We have represented and continue to represent people whose lives are destroyed because unsafe FDA approved drugs were on the market
Los Angeles, CA (PRWEB) September 15, 2010
As recent news stories have shown, patients taking prescribed medications have experienced adverse and often dangerous reactions even though the drugs received FDA approval. Most consumers believe that FDA (U.S. Food & Drug Administration) approval means that a drug has been shown to be safe and effective. But too often the FDA doesn’t have all the relevant information to appropriately analyze the risk to consumers, according to Los Angeles attorney Laura Gianni.
“Our clients and their doctors, like most people, believe that FDA approval means a drug is ‘safe’, but that is always a relative term when dealing with pharmaceutical products. Saying that a drug or medical device is FDA approved gives the public a false sense of security,” says Ms. Gianni, a partner at the law firm Gianni Petoyan, who has represented clients who used diet drugs Fen-Phen and Redux, Vioxx, Baycol and numerous other drugs or medical devices that were removed from the market because of their dangerous side effects.
“We have represented and continue to represent people whose lives are destroyed because unsafe FDA approved drugs were on the market,” she says.
All drugs must be FDA approved before they are marketed. According to Ms. Gianni, it is often the case that physicians, the public and the FDA don’t know the truth about a drug’s dangerous propensities until after a drug has been on the market a few years. “It is the manufacturer who knows, and often hides, the true information about the frequency or severity of dangerous side effects,” she says.
Ms. Gianni has a list of questions she recommends her friends and family asks their physicians before starting a new drug.

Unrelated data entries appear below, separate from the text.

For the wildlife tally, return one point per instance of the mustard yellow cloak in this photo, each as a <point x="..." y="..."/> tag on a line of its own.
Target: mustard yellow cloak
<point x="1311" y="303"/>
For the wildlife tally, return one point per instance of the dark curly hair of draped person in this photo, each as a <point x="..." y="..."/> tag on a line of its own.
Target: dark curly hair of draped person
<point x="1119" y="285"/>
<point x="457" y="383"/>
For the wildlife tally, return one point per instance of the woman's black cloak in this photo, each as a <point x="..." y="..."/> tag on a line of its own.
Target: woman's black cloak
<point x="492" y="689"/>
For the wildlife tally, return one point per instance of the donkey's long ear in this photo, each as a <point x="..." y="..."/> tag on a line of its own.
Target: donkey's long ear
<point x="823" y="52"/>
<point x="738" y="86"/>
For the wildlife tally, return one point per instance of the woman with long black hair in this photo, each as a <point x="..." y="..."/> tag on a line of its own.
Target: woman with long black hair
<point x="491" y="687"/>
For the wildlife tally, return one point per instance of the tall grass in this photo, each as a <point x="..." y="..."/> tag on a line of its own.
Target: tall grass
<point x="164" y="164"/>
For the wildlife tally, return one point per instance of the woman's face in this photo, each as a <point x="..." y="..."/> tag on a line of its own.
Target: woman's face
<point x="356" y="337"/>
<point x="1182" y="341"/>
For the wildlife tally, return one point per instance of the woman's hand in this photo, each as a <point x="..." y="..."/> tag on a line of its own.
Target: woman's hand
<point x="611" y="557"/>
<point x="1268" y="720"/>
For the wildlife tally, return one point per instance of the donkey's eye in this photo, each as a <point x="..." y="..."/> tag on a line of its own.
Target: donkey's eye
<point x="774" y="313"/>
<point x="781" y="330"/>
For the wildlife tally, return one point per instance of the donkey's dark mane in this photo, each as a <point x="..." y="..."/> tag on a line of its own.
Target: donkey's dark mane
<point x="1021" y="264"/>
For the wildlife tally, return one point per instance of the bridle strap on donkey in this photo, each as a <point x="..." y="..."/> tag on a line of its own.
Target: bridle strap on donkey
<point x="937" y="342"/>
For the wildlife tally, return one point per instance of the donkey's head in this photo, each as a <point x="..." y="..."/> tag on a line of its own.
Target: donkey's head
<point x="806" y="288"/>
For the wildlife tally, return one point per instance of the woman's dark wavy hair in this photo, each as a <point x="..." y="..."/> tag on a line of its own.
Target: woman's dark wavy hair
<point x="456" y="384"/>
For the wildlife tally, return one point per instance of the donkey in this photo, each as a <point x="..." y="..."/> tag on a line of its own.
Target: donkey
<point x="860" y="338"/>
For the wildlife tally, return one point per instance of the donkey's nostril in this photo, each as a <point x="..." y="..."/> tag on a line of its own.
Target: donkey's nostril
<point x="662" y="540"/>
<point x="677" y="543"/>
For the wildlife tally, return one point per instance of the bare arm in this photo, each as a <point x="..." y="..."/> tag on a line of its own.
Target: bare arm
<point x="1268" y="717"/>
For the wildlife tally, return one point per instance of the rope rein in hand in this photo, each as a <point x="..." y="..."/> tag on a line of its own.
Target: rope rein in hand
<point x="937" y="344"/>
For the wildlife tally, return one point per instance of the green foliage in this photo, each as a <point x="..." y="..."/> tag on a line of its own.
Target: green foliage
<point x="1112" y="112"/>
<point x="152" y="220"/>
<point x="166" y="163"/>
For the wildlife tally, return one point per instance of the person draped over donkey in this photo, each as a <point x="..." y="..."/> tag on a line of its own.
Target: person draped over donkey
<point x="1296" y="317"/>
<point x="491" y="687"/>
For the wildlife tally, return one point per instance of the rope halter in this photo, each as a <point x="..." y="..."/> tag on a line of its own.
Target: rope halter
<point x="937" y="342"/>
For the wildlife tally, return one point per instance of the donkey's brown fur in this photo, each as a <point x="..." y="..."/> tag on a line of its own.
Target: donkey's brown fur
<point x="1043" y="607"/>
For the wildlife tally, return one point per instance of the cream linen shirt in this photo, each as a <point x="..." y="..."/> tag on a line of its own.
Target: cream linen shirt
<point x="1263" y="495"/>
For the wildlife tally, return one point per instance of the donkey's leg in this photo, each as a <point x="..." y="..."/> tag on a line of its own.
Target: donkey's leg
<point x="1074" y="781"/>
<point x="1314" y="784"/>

The five questions she recommends are:
1. What is the diagnosis/condition you believe should be treated with medication, and is this drug approved to treat my condition?
2. Are there lifestyle changes I could make, such as dietary changes or exercise, that would help my medical condition without prescribed medication?
3. How long has this drug been on the market? If a drug has been on the market less than five years it may not have been on the market long enough for the FDA or physicians to evaluate the long-term effectiveness or side effects.
4. If the doctor has prescribed the drug before, for how many years and for how many patients? If the doctor’s prescribing history is limited, a person may want to get additional information about the particular drug by reading the package insert or seeking as second opinion.
5. Why did the doctor start prescribing this new drug? If the doctor says they learned about this drug at a recent seminar or from the drug representative, this is a red flag.
Ms. Gianni recommends that everyone take a proactive approach in consultation with their doctor to decide what prescription medications to take or not to take.
“I ask these questions of my doctors and my children’s doctors all the time,” she says. “Doctors want what’s best for us, but with the challenges facing medical practices, doctors have less time to spend per patient and writing a prescription can be a quick solution. Like the FDA, doctors rely on drug companies to provide accurate information about the side effects. That’s why it’s imperative that patients be their own advocates.”